In the early days of online translation, the software was clunky, and the translations directly translated every word, often leading to serious misunderstandings in the nuances of language. Microsoft Translator has made translation easier, more accurate, faster, and made synchronous multi-language communication possible.
Microsoft Translator started by working with the world’s most frequently spoken languages. Today, they’re adding more and more languages. Less common languages are being added to Microsoft Translator regularly and are being used to teach younger generations, to preserve languages that are disappearing, and to make knowledge access equitable and accessible, no matter what language you speak.
Microsoft Translator, powered by Azure Cognitive Services, uses AI technology to parse language and translate it into another language. To do this, they need a large, accurately annotated training dataset to prepare the translator model for each language.
Microsoft Translator struggled to get the size of dataset they needed for some of the less frequently spoken or cataloged languages. Creating a dataset takes time, knowledge, and resources. Translating to languages that have a different alphabet requires phonetic similarity & transliteration first which can be done with expert staff and linguists. You must find fluent speakers, collect data points, annotate each data point, and run quality assurance tests to ensure accuracy.
To speed up their time to market, Microsoft reached out to outside sources to collect and prepare the data they needed.
Appen was the vendor of choice that Microsoft Translator reached out to work with on this language project. We provided the expertise, resources and creative solutions needed to create translated datasets from rare languages and run the necessary quality checks.
Our process included working with local resources to source translations from fluent speakers. We collected data, annotated the data by transcribing and translating each data piece, and evaluated the model outputs for quality assurance and accuracy.
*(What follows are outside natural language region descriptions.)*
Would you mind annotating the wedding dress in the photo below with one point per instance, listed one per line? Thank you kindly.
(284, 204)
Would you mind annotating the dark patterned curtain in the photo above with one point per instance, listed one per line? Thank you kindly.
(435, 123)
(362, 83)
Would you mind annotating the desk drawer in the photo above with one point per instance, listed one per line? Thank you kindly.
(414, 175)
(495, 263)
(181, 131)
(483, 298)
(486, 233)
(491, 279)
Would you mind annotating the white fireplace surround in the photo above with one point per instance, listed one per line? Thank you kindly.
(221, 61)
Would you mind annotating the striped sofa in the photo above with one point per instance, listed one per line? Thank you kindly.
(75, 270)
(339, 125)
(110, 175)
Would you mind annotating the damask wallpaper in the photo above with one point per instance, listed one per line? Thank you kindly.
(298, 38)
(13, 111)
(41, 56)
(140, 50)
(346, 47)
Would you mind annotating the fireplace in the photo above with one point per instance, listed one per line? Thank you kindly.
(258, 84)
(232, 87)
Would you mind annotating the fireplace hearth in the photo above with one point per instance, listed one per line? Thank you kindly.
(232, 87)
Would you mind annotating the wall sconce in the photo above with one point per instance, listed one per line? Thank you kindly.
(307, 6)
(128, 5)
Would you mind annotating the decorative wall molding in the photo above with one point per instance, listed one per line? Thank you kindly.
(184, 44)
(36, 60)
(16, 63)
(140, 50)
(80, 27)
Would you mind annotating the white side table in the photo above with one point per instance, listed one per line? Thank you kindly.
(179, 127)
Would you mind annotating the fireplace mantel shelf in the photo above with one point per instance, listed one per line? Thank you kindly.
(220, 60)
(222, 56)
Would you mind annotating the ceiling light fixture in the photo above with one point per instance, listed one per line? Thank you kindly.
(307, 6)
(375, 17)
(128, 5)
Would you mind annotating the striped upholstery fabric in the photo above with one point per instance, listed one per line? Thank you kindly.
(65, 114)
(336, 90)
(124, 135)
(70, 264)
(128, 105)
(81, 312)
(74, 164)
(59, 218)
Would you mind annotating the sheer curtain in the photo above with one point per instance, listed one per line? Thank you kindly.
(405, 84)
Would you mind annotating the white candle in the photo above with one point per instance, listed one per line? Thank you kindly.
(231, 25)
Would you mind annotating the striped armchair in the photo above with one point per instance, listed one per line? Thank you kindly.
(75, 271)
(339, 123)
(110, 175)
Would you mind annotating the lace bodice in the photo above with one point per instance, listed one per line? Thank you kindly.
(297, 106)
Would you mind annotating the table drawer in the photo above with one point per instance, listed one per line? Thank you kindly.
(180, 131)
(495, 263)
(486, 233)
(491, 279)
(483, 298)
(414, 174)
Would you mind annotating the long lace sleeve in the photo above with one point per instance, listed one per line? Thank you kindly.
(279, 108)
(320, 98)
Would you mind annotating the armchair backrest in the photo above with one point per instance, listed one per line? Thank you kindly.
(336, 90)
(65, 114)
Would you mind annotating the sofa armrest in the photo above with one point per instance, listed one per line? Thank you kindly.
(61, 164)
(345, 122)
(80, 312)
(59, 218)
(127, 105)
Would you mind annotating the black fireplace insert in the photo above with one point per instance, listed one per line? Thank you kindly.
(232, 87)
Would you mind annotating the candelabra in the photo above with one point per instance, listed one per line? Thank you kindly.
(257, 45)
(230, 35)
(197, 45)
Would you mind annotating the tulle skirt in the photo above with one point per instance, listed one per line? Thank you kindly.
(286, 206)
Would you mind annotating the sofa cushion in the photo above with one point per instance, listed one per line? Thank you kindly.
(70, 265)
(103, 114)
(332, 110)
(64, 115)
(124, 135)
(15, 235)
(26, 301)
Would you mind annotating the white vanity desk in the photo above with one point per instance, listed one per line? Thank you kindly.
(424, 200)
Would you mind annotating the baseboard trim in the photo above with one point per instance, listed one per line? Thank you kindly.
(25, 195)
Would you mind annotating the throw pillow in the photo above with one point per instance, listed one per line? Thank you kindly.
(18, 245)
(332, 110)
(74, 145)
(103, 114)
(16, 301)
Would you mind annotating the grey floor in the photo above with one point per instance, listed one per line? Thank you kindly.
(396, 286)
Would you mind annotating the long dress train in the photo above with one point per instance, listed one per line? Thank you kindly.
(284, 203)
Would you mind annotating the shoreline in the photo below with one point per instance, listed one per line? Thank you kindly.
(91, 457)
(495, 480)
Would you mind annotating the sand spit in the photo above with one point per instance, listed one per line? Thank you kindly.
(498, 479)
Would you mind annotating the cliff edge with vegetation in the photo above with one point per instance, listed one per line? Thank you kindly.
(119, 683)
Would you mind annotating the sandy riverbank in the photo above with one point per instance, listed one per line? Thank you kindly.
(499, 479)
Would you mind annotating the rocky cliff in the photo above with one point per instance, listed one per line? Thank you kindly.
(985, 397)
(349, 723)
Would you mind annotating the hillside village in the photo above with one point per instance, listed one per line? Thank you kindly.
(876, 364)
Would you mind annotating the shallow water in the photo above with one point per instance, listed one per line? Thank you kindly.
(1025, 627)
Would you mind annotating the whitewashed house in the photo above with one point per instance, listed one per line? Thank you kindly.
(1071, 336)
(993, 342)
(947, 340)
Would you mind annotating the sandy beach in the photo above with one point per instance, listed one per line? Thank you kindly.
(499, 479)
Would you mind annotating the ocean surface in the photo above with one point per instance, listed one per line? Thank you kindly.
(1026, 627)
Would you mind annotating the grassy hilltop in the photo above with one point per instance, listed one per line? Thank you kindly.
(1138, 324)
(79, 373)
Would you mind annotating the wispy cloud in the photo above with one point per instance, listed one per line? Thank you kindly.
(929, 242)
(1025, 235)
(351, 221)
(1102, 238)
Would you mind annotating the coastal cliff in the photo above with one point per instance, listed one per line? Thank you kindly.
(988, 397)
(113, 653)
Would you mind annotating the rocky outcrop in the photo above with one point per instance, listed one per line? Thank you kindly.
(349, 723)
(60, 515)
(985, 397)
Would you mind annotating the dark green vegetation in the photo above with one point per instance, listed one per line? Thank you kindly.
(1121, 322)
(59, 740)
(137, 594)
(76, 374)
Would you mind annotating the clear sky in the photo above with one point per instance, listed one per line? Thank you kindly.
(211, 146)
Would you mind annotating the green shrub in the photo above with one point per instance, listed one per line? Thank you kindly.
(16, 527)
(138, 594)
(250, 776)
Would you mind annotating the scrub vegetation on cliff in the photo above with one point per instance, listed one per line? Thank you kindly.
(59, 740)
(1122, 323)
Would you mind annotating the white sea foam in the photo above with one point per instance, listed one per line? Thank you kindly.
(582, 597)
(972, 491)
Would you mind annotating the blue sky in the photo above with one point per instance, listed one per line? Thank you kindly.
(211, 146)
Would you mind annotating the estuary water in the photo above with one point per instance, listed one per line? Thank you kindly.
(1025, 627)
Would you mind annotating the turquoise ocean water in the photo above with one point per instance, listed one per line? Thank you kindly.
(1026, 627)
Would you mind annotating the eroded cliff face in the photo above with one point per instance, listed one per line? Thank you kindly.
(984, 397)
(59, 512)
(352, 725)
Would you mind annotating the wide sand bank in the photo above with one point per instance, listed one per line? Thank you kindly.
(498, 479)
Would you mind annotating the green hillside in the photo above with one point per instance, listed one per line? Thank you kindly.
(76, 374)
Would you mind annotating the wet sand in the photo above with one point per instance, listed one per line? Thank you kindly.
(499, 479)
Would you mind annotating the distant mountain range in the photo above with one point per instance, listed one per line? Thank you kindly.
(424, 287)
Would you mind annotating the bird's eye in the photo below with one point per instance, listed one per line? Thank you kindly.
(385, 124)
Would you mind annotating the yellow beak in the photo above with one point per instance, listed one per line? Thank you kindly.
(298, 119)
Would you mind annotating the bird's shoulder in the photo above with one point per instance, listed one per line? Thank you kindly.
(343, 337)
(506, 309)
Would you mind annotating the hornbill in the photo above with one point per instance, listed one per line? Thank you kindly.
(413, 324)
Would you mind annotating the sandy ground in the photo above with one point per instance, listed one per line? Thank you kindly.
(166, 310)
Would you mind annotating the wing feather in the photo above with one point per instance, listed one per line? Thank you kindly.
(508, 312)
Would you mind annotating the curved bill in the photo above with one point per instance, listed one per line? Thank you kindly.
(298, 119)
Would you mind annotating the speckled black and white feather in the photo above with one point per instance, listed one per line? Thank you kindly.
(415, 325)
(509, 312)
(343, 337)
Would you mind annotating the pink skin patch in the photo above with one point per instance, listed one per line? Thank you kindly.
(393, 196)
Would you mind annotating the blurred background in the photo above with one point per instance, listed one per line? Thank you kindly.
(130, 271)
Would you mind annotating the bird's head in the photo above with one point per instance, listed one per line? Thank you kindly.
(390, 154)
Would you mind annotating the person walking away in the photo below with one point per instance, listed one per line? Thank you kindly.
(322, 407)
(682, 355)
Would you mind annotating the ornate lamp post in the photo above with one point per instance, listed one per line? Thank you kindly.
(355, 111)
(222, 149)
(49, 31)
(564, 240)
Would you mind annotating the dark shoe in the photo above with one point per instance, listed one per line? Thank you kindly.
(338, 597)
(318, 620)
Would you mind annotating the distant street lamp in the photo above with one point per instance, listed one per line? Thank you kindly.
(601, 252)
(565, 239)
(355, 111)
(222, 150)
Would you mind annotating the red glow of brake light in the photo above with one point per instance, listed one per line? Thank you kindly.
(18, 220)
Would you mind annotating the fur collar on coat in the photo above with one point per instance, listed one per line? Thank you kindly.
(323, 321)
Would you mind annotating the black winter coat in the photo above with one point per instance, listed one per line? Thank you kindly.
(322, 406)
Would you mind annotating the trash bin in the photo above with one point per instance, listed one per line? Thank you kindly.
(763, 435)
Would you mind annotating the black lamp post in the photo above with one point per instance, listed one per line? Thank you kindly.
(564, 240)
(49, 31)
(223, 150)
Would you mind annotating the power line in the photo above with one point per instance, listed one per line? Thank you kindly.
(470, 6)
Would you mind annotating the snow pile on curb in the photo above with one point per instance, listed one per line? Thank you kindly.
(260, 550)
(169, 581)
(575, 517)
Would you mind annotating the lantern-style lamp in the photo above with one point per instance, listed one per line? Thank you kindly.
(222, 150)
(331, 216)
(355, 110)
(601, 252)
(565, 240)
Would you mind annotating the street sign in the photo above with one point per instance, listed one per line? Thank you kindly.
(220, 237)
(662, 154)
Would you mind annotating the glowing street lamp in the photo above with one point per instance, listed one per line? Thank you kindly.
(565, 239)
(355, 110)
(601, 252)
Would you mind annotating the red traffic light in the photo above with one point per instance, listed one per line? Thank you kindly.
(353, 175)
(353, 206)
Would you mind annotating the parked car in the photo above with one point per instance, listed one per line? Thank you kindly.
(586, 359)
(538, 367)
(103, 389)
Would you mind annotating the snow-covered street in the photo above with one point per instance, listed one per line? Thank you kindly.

We developed a service that would allow Microsoft to generate multiple translations for gender-ambiguous source sentences – addressing translation and bias.
Our work for Microsoft Translator encompassed three of the data for the AI lifecycle stages: data sourcing, data preparation, and model evaluation by humans. By completing this work, we helped Microsoft Translator get the data they needed at the highest possible quality, and on time.
As a result of our partnership, Microsoft Translator now has 110 languages available for consumers to use for translations and working in other languages. Appen supported the data gathering process for 108 of those 110 languages.
While there are 110 available languages, some of the newer and less commonly spoken languages include:
- Dari & Pashto
- Literary Chinese
- Marathi, Gujarati, Punjabi, Malayalam, and Kannada
- European Portuguese and Brazilian Portuguese
The links lead to Microsoft blog posts that go in-depth about the language and the process in adding it to the Microsoft Translator AI.
No matter our client or the size of the project, we’re proud to create the highest quality data possible so that we’re part of the solution of making AI better. Representative data is how we make AI more ethical. Our work with Microsoft Translator to represent all languages, not just those with the most speakers, is part of our goal of making AI better and more ethical.